Dopotutto, sono due o tre ore da passare, e se quello mi tocca il culo
posso dargliene due che tanto è stra-ubriaco. Tanto a quest’ora nelle
stazioni non gliene frega niente a nessuno… Il
tipone però è in gamba. Irlandese, dice, e di questo sono sicuro. Di
dove, lo sono invece di meno. Poi non so se mi dice un nome di città, un
verbo, oppure parla di sé. Ma anche se non capisco bene il suo inglese,
ciò che è certo è che bestemmia come un fiume in piena. E ride, ride a
voce alta e di gusto, il tipaccio. Mi piace. Mi racconta di viaggi che a
quell'ora e a quel livello etilico, mi scendono giù che è un piacere.
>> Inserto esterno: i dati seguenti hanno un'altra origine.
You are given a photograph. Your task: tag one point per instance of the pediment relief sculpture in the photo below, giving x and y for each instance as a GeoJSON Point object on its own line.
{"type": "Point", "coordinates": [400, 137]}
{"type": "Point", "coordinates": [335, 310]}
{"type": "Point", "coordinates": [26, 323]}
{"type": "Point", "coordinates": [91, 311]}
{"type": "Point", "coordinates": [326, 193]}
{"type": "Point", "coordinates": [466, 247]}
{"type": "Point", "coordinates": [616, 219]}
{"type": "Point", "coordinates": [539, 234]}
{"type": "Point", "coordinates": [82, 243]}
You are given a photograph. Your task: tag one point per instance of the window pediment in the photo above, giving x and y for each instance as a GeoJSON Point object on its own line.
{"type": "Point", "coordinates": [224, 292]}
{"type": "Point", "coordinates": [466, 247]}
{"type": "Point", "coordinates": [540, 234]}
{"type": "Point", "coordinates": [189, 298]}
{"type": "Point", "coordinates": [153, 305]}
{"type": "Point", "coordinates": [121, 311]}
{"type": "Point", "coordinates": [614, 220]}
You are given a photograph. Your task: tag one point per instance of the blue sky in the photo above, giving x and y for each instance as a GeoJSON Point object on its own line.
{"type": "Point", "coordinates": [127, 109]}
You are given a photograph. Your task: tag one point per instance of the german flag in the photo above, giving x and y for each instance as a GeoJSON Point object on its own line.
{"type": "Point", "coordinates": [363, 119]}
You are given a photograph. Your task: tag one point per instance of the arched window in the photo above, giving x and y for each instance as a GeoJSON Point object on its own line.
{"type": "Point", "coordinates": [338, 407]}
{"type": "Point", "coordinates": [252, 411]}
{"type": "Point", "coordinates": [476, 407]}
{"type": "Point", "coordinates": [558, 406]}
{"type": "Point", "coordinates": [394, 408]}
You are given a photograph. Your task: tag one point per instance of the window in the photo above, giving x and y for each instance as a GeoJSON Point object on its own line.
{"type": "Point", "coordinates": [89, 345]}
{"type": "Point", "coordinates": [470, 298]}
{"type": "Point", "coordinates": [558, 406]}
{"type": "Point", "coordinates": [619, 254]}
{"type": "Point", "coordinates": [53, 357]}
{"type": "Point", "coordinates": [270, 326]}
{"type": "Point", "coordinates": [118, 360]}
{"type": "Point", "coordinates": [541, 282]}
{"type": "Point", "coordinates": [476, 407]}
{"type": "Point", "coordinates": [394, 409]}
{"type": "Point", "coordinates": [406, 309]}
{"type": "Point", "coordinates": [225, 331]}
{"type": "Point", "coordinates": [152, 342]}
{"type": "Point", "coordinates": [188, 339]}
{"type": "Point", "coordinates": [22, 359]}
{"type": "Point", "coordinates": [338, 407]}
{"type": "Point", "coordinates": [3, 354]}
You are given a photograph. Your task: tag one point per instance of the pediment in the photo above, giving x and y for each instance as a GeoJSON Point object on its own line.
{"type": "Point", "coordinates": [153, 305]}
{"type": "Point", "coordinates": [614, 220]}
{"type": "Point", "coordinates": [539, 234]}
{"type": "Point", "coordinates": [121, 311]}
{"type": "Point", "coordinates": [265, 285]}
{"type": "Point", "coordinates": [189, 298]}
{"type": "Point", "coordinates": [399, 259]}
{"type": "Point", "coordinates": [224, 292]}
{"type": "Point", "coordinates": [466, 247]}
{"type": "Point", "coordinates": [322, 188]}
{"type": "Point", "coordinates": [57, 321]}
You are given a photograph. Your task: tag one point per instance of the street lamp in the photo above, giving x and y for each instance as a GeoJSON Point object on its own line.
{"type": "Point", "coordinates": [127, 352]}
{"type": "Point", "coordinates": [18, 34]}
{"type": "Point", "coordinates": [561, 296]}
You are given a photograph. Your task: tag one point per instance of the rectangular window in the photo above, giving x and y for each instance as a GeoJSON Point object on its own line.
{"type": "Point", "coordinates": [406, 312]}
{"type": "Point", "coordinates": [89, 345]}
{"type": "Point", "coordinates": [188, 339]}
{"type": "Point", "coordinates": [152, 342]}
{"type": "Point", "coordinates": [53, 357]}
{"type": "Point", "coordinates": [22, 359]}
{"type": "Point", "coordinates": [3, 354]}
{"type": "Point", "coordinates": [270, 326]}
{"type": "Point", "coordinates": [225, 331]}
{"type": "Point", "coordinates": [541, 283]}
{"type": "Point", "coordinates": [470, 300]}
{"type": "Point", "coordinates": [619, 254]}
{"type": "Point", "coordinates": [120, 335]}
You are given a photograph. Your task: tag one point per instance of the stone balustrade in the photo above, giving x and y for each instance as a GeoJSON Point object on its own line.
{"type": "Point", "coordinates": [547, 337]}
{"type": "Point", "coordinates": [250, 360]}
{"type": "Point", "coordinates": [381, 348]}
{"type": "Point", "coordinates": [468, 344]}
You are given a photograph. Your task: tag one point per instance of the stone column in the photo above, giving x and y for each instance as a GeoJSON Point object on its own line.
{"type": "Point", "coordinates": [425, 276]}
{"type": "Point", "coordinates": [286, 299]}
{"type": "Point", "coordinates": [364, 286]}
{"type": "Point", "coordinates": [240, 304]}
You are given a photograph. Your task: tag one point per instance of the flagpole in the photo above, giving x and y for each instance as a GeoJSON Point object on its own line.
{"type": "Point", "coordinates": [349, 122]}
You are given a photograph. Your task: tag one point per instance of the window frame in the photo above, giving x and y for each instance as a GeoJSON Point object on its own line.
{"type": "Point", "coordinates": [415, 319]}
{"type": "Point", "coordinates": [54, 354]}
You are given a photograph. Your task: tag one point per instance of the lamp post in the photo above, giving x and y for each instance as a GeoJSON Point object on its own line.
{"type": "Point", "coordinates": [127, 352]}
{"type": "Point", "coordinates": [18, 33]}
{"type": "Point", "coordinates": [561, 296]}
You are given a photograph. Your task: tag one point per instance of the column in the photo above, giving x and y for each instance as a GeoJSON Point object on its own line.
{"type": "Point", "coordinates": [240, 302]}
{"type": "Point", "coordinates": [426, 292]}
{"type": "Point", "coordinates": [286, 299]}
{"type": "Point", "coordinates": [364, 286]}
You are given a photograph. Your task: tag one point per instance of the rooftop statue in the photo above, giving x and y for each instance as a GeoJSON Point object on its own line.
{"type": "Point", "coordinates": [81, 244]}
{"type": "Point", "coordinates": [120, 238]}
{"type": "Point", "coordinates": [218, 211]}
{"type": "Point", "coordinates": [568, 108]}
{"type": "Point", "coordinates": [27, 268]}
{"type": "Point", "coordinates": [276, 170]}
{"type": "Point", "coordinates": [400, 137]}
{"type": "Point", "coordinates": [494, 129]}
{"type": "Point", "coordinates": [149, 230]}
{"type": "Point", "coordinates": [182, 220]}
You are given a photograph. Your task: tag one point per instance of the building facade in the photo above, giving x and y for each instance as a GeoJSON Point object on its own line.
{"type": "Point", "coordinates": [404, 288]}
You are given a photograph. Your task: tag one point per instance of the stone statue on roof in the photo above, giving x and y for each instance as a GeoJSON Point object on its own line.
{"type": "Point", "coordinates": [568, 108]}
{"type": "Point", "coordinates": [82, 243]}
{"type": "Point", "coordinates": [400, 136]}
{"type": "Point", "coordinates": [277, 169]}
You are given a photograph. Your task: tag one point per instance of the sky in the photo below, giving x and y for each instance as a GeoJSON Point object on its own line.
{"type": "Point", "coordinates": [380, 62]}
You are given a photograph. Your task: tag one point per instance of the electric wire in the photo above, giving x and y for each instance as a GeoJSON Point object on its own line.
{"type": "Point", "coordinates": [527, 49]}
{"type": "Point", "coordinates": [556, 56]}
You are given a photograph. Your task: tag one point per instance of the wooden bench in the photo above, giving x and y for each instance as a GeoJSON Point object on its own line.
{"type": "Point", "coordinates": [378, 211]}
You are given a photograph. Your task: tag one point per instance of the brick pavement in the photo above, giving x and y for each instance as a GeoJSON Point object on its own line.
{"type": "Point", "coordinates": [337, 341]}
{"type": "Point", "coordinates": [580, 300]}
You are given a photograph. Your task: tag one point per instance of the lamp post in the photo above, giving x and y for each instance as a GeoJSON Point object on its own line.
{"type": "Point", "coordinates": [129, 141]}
Nel
mezzo dello spara-balle reciproco, mi offre una stanza per la notte, da
solo, sottolinea ripetutamente (e meno male). Che ci perdo? E’ quasi
domenica, fino a martedì non trovo nessuno della scuola, e se non do un
po’ d’attenzione alla mia vecchia compagna fortuna va a finire che
questa si rompe e mi mette le corna. In più, la birra la paga lui. Ok,
Irish Coffee, andiamo. Firenze,
di notte, fa uno strano effetto. Finora, il gotico l’avevo visto
soltanto nei fumetti di Batman. A dire il vero, visto sì, ma non
“vissuto”: mi sembrava d’essere a Gothan, con le guglie
delle chiese
e le casette medievali. Santa Maria Novella, mi dice, e le giriamo
intorno. Porcavacca,
l’irlandese è il prete!!! E
tanti saluti alla mia spavalderia. Da
non credere: corridoietti con la volta rotonda, porte con enormi assi in
legno, come una segreta!! Finalmente ero nell’Italia che ho sempre
letto: quella di Corto Maltese! Infila la chiave in una delle porte:
dentro c'è un letto, interruttore luce, tavolino, comodino e bicchiere
d’acqua. Bagno in fondo. Ecco la chiave, ci vediamo domattina, buona
notte! E
chi riesce a dormire? La
stanza era fenomenale: mattoni a vista, stucco cadente, quadretto di Gesù
col cuore lucente e spinato, come l’aveva soltanto mia nonna. Anche la
luce, proveniente da un lampadario di ferro battuto così piccolo che
starebbe bene sul comodino, piuttosto. Grandioso. Mi
addormento sognando misteri, fughe impossibili per i corridoi bui delle
segrete, catacombe e riunioni iniziatiche. Non
male, non male davvero. Fortuna mia, ben tornata!! Mi
sveglia alle sette (solo TRE ore dopo!!!), e ci metto un po’ a capire
come è vestito. "C’mon,
wake up, man, how was the night? Here you are, i’ve brought you some
coffee. Stand up and hurry, it’s time to pray". CHE??? M’alzo,
mezzo in fretta, parecchio intimidito, sono sicuro che gli do fastidio:
passata la birra, ora s'è accorto di aver portato qualcuno dentro. “Here,
man, here: hurry up”. M’indica
una porta, passo più in fretta che posso, accenno uno sguardo di scusa,
ma non ho tempo: sono già dentro, a destra dell’altare. La chiesa è
piena!! Mi
dà un abbraccio, due pacche sulle spalle, un cenno d’addio alla maniera
militare, mi fa segno di sedermi e prende posto accanto al prete: la messa
è già iniziata. La
messa. E' dal tempo della prima comunione che non ci vado. All’inizio mi
sento un po’ fregato, un po’ indispettito. Poi è rimasto solo il
suono, l’eco di tutte quelle voci che rimbombano sul tetto di Santa
Maria Novella. E
una leggerezza mite, amichevole, di casa. Non
l'avrei rivisto mai più. Chissà dov'è finito? Fatto
è che quell’irlandese mi ha fatto fare la più bella entrata in una
città da quando sono uscito da casa. Lui
non era il prete, certo che no, ma non ho capito bene chi fosse. E chissà
che razza di nome aveva. Ma
mi ha aperto il cuore. E Firenze, vecchia puttana, c'è entrata per restarci.